Family members can affect the quality of care a disabled person gets. They should participate in decisions about services and not be afraid to speak up if something doesn't sound right. The more families become actively involved, the less helpless they feel. When parents become involved in their children's care, their children are less likely to require institutionalization. They are also more likely to enjoy a higher quality of life.
Political activism is another form of advocacy. It is a way for families to become actively involved. In this way, families advocate for all people with intellectual disabilities. Working to improve the lives of others provides a sense of purpose. People feel good when they make a positive contribution that benefits others. Group advocates work to improve legal protections, increase funding, and reduce social stigma.
People with intellectual disabilities have benefited from advocacy in many ways. Advocates ensured that people with intellectual disabilities got the support they need. Advocates promoted self-determination. For example, most people with disabilities can live in the community of their choice when provided adequate supports.
Advocates helped people with disabilities to exercise their rights. As citizens of the United States, they have the same rights as everyone else. They have the right vote. They have the right to manage their own money. They may need some help with complex financial transactions. They may also need help to budget their income and expenses. They have the right to marry and bear children.
Advocates made it clear that people with disabilities can work alongside people without disabilities (integrated worksites). Advocates insisted the needs and preferences of disabled workers were respected. Disabled workers are no different from other workers. They simply want meaningful and enjoyable work.

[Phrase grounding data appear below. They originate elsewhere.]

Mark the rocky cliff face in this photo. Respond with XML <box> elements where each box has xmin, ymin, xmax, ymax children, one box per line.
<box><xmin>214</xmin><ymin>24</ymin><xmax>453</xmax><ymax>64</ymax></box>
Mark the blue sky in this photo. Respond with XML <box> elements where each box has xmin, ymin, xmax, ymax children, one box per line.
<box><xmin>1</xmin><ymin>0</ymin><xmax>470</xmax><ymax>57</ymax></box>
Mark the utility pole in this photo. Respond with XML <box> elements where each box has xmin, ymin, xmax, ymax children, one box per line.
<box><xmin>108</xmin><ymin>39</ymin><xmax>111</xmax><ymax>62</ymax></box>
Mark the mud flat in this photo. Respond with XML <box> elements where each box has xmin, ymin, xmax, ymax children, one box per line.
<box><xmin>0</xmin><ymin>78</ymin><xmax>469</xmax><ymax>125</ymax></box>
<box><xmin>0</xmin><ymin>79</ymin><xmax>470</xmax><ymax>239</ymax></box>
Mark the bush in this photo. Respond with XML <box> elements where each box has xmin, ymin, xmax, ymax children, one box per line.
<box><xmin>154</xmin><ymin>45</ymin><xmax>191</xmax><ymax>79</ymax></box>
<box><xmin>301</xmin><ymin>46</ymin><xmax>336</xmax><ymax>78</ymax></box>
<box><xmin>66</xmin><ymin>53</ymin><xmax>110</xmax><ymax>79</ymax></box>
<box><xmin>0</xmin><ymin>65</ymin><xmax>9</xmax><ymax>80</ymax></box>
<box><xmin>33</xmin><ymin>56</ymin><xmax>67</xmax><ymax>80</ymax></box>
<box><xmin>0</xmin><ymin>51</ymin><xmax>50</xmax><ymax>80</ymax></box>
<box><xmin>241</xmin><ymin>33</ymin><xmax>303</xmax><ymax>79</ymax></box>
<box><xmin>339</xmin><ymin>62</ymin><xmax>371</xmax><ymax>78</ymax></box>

They have schedule and location preferences just like everyone else.
The Arc is the nation's largest non-professional advocacy group for people with intellectual disabilities. An ordinary group of parents with intellectually disabled children formed The Arc in the 1950s. It has since become a powerful political force offering many family services. Among these services, The Arc functions to educate families about intellectual disabilities. It serves as a clearinghouse for distributing information about intellectual disability. The Arc provides information about the resources available in each state. Parents can find local support groups, and access information that helps them to be their child's best advocate. The Arc also serves as a community resource for family support, political advocacy, and public education.